Gov. Chet Culver stopped by The Gazette for an editorial board chat this afternoon. Here’s the Chet Notes version, like Cliffs Notes, only with less detail.
SPECIAL SESSION — Culver insisted, impatiently at times, that he’s heroically using his executive authority to shift $40 million from the state budget into housing and business assistance, making a special session unnecessary. He says his top priority is getting money into people’s hands fast, and he can do that without waiting for lawmakers to arrive and vote.
Three branches of government can be so cumbersome, really.
“What people need is assistance,” Culver said. “They know, as of Friday, when we announced this, that hope is on the way.”
So what about the local leaders who hoped for a special session? Culver said Lt. Gov. Patty Judge met with some of them on Sunday and he claims they’re now cool with his solo approach.
Culver also insisted that it would be a mistake for lawmakers to come back and appropriate state money now for infrastructure repairs – bridges, roads etc. – before we’ve squeezed every drop of money out of the feds. The feds might give us less, he contends.

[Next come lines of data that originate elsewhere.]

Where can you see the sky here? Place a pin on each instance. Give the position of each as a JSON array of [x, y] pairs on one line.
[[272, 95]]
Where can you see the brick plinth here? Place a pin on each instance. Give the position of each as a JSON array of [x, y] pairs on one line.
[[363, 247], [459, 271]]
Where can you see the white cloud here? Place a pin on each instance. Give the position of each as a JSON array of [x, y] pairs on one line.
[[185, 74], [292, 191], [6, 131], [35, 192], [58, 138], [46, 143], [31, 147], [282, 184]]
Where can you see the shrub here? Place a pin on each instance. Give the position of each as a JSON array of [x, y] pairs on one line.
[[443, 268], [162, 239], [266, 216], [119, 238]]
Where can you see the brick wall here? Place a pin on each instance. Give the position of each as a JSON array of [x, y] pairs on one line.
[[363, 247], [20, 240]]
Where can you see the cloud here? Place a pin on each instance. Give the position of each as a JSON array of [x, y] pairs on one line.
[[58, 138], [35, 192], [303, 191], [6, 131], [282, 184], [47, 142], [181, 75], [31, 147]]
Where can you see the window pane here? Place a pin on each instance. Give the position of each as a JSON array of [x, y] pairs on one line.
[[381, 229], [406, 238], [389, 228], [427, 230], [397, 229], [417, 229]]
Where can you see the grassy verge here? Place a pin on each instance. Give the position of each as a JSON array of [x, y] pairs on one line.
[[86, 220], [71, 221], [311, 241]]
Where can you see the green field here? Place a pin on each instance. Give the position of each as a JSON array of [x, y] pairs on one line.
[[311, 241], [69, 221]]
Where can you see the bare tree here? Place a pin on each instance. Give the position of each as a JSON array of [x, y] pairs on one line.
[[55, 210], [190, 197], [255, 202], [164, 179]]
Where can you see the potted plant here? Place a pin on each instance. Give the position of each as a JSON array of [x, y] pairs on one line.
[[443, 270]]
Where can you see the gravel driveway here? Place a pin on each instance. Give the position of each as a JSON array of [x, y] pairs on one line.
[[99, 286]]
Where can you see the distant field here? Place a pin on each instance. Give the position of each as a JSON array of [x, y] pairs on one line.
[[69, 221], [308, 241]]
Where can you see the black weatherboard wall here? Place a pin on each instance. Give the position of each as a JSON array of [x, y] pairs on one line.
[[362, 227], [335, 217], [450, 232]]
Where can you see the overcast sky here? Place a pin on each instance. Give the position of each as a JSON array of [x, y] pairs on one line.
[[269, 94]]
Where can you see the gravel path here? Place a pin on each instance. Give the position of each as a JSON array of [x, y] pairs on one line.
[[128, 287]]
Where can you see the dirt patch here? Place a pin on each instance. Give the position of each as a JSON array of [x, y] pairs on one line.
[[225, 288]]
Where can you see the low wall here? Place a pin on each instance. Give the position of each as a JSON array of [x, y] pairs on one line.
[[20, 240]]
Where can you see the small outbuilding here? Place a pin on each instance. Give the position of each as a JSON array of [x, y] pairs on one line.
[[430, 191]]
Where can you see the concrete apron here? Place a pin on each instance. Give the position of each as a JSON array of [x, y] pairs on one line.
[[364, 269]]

In short, Culver said he can handle this disaster, for now, without the Legislature, just trust him. And stop questioning him. At one point he snapped “What is it you don’t understand?”
GAS TAX — Culver said it’s “too early to tell” on whether a gas tax hike, or any other tax hike, might be needed to help pay for recovery or for government functions sapped by disasters both natural and economic. These are not the sort of questions you answer before Election Day.
ECONOMY — Culver said, emphatically, he has no worries that ongoing economic tumult will impact Iowa. He didn’t explain how Iowa might untie itself from the nation’s sinking banking and investment sectors, but you have to admire his optimism. He said the next president needs to clean up the “crisis.”
HEATING HELP — Culver said some pieces of flood aid can be used by those impacted by flooding to pay heating costs this winter. There are worries that Congress won’t provide Iowa with enough money to meet an expected increase in applications for heating help.